In 2004, between 0.8 percent and 4.2 percent of female sex workers in Laos were estimated to be infected with HIV/AIDS. In 2015 the HIV prevalence for the total Laos population was 0.2 percent with 1096 new infections and 128 AIDS related deaths. In 2016, an estimated 4,900 women aged 15 and up were living with HIV.

==Sex trafficking==

Laos is a source and, to a lesser extent, a transit and destination country for women and children subjected to sex trafficking. Lao trafficking victims, especially from the southern region of the country, are often migrants seeking opportunities abroad who then experience sexual exploitation in destination countries, most often Thailand, as well as Vietnam, Malaysia, China, Taiwan, and Japan. Some migrate with the assistance of brokers charging fees, while others move independently through Laos' 23 official border crossings using valid travel documents. Traffickers take advantage of this migration, and the steady movement of Lao population through the country's 50 unofficial and infrequently-monitored border crossings, to facilitate the trafficking of Lao individuals in neighboring countries. Traffickers in rural communities often lure acquaintances and relatives with false promises of legitimate work opportunities in neighboring countries, then subject them to sex trafficking.

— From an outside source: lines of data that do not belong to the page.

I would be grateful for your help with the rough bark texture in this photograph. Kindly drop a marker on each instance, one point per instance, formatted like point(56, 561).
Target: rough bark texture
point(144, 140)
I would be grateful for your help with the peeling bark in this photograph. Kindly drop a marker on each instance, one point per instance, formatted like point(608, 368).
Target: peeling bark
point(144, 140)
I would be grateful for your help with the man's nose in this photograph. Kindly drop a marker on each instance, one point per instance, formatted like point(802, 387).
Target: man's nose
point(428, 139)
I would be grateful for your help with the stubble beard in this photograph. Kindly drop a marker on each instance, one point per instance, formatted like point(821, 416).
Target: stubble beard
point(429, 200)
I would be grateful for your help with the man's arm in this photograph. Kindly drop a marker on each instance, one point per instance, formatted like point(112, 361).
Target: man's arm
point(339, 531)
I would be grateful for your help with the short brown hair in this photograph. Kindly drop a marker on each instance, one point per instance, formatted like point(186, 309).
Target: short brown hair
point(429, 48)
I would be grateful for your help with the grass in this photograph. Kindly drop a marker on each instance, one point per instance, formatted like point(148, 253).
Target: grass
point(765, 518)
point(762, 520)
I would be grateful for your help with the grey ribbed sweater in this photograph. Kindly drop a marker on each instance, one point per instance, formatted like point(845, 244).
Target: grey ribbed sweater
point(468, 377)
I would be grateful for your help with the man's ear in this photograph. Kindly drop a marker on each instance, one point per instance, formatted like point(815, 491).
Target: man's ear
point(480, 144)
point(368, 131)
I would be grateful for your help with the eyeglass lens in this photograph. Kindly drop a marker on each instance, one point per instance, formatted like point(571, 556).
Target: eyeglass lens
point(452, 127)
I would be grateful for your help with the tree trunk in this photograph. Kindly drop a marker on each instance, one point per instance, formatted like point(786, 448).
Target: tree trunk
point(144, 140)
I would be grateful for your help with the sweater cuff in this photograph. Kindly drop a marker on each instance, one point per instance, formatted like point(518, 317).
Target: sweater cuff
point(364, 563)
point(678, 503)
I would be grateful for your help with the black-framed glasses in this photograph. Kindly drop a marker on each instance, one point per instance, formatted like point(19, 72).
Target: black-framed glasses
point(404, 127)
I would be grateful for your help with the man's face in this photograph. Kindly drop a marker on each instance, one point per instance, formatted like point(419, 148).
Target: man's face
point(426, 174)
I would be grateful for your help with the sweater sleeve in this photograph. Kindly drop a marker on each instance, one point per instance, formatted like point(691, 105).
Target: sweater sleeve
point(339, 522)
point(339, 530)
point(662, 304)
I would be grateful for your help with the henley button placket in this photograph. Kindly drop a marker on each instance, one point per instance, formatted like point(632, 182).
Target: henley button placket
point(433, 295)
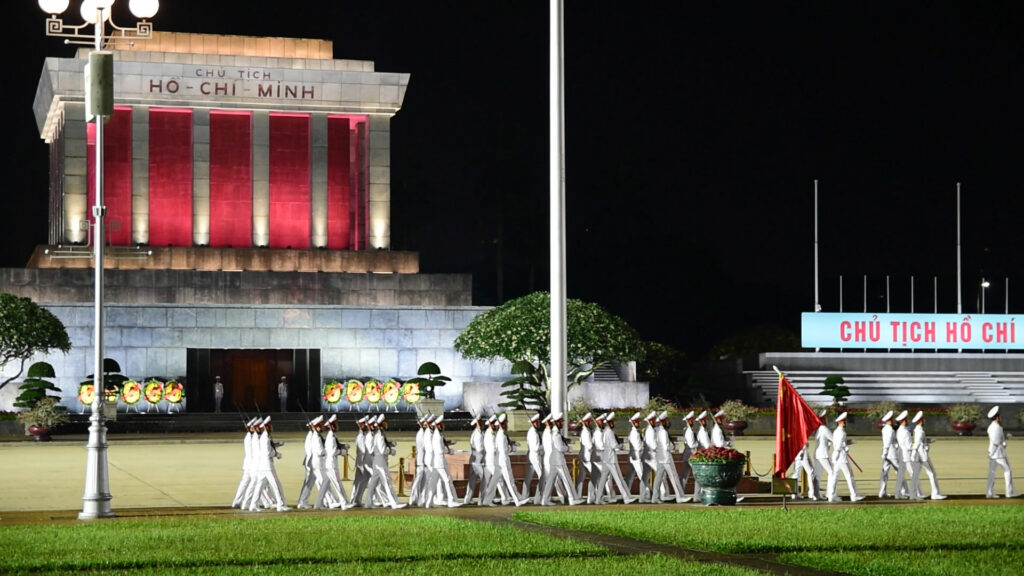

A large number of victims, particularly women and girls, are exploited in Thailand's commercial sex industry. Some number of women and girls from Laos are sold as brides in China and subjected to sex trafficking. Some local officials reportedly contributed to trafficking vulnerabilities by accepting payments to facilitate the immigration of girls to China.

Laos is reportedly a transit country for some Vietnamese and Chinese women and girls who are subjected to sex trafficking in neighboring countries, particularly Thailand. Chinese women and girls are also subjected to sex trafficking within Laos. Most of the women trafficked from China to Laos, Thailand and Malaysia are from ethnic minorities like the Dai ethnicity from areas like the from Xishuangbanna Dai Autonomous Prefecture in Yunnan province and they are trafficked by men of their own ethnicity. The Dai people are related to Thai people.

The United States Department of State Office to Monitor and Combat Trafficking in Persons ranks Laos as a 'Tier 3' country.